Convolutional neural networks (CNN)
A convolutional neural network (CNN) is a type of deep learning architecture specifically designed for processing grid-structured data like images. Its defining operation is convolution: sliding small learnable filters (typically 3x3 or 5x5 pixels) across the input image to detect local patterns like edges, corners, and textures. By stacking many convolutional layers, the network learns to recognize increasingly complex features, from simple edges in early layers to object parts and full objects in deeper layers.
A typical CNN architecture consists of convolutional layers (feature extraction), pooling layers (spatial downsampling to reduce computation), and fully connected layers (classification). Modern CNNs add batch normalization (stabilizes training), residual/skip connections (enables very deep networks like ResNet), and squeeze-and-excitation blocks (channel attention). Popular architectures include VGG, ResNet, EfficientNet, ConvNeXt, and the convolutional backbones used in YOLO detectors.
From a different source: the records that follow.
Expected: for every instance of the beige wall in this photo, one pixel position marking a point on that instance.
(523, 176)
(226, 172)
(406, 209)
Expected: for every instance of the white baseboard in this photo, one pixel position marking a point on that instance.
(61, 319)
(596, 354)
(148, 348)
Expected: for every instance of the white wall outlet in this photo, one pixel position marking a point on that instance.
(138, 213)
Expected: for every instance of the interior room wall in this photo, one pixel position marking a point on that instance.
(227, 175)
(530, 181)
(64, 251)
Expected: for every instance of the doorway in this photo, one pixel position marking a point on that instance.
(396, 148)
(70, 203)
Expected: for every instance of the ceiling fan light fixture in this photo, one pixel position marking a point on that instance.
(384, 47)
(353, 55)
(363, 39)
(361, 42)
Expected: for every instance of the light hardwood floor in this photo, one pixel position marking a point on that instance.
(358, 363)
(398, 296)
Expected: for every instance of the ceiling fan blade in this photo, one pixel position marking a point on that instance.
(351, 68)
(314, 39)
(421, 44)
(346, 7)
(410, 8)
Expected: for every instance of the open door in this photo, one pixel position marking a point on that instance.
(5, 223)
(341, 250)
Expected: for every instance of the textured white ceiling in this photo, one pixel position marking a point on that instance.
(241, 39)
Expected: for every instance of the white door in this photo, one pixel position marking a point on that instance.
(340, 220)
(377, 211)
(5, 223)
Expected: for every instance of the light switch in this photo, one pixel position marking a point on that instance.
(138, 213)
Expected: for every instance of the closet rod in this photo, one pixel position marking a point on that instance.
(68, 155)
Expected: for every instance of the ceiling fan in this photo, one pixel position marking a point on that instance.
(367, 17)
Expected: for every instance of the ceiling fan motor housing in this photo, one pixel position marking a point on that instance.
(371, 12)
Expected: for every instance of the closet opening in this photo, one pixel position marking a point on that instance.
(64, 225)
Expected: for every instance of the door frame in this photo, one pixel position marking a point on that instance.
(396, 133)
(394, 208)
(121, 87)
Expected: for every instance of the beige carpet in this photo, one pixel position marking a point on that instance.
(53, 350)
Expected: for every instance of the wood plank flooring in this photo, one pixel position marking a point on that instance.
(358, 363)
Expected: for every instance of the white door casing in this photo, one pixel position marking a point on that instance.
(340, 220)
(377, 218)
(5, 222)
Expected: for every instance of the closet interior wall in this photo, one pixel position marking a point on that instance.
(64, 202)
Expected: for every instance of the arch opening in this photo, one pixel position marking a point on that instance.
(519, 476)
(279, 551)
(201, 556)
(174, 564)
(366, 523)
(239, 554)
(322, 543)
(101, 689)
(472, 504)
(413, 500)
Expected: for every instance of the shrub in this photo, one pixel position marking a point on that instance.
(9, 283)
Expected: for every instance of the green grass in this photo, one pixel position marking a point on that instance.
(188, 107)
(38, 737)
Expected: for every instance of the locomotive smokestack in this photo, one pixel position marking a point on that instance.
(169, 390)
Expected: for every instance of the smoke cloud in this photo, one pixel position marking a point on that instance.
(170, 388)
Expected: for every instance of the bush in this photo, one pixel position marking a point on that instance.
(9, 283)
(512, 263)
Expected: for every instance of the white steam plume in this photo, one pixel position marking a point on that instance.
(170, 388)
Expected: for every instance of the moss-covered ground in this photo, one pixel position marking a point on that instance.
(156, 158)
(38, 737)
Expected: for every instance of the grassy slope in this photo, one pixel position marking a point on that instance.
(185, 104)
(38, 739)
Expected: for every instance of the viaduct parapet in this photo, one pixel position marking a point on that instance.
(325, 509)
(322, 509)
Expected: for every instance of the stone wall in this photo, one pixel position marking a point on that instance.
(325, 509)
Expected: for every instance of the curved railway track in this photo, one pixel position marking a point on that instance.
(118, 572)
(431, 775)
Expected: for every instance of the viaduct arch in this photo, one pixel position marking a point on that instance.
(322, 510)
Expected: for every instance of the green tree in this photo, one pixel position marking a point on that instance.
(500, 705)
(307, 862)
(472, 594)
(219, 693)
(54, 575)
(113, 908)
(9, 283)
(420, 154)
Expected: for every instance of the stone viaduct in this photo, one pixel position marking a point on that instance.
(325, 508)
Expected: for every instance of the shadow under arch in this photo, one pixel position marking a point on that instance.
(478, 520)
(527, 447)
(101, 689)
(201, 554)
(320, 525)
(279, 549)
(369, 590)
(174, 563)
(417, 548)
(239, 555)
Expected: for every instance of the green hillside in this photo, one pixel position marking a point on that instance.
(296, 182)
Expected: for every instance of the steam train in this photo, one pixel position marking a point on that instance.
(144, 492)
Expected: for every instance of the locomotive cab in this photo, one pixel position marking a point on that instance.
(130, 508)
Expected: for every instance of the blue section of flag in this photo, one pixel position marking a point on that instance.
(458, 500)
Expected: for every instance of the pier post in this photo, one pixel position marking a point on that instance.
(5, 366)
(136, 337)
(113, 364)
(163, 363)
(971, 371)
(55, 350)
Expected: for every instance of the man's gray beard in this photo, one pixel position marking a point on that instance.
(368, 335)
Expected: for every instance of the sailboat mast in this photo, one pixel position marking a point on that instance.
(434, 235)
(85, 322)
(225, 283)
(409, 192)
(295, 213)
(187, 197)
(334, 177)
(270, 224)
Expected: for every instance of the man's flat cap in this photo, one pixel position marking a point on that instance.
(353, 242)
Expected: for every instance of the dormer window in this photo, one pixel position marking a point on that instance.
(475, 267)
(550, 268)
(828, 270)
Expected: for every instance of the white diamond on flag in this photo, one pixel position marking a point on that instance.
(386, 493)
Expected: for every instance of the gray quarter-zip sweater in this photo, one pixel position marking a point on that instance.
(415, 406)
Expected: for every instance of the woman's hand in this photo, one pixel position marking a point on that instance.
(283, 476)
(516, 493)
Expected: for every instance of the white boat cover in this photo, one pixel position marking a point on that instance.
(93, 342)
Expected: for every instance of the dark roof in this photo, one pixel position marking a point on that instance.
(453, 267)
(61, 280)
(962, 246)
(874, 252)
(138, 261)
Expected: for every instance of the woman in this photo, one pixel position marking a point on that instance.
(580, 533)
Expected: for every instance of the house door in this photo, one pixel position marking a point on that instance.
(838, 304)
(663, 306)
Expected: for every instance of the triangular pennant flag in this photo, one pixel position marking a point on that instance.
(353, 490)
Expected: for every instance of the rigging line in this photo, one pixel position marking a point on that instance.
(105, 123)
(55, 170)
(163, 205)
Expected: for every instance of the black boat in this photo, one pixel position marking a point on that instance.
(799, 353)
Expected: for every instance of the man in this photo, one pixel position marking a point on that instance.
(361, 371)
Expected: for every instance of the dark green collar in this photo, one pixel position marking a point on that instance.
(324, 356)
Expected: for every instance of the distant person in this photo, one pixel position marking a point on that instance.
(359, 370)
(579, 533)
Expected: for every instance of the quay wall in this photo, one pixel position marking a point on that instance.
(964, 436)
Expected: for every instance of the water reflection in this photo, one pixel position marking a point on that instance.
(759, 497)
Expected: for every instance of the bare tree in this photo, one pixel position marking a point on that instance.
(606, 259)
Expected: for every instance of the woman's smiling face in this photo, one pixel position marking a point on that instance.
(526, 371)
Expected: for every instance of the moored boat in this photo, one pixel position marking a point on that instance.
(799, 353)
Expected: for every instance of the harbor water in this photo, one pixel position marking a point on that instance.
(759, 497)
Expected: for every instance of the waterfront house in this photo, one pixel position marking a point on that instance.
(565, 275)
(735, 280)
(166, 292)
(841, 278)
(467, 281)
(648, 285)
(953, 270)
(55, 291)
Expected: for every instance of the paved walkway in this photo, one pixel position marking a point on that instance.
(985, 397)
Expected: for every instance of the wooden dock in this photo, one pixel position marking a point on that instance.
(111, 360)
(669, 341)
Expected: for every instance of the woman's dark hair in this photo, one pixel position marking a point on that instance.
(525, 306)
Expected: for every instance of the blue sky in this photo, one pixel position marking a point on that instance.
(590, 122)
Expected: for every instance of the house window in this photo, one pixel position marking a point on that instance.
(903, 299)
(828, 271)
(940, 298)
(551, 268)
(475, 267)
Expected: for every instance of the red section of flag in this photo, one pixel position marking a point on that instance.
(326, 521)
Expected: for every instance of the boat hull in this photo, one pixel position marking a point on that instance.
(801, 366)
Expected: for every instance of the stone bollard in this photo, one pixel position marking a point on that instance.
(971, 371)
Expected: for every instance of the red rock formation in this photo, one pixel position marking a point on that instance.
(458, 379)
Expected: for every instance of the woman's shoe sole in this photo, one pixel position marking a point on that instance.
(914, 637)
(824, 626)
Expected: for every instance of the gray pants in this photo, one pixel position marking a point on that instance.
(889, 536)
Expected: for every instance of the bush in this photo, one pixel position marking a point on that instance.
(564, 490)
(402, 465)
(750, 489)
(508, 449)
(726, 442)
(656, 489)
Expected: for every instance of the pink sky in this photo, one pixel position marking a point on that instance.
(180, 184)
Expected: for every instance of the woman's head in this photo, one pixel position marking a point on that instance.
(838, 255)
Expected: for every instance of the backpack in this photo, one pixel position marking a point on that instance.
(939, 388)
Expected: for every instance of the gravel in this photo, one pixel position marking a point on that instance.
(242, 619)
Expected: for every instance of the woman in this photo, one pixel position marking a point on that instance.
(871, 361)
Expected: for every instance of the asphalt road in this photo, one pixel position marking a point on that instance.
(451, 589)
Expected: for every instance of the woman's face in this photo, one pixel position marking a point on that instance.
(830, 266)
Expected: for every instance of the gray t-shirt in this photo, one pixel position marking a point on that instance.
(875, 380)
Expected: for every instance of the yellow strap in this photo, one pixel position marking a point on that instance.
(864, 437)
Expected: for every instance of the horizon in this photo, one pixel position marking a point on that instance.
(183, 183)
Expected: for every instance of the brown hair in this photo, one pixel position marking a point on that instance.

CNNs dominated computer vision from 2012 (AlexNet) through 2020 and remain widely used, especially for real-time and edge deployment where their efficient local computation is an advantage over transformer architectures. Most object detection and segmentation models still use CNN backbones (ResNet, CSPDarknet, EfficientNet) as feature extractors, even when paired with transformer-based detection heads.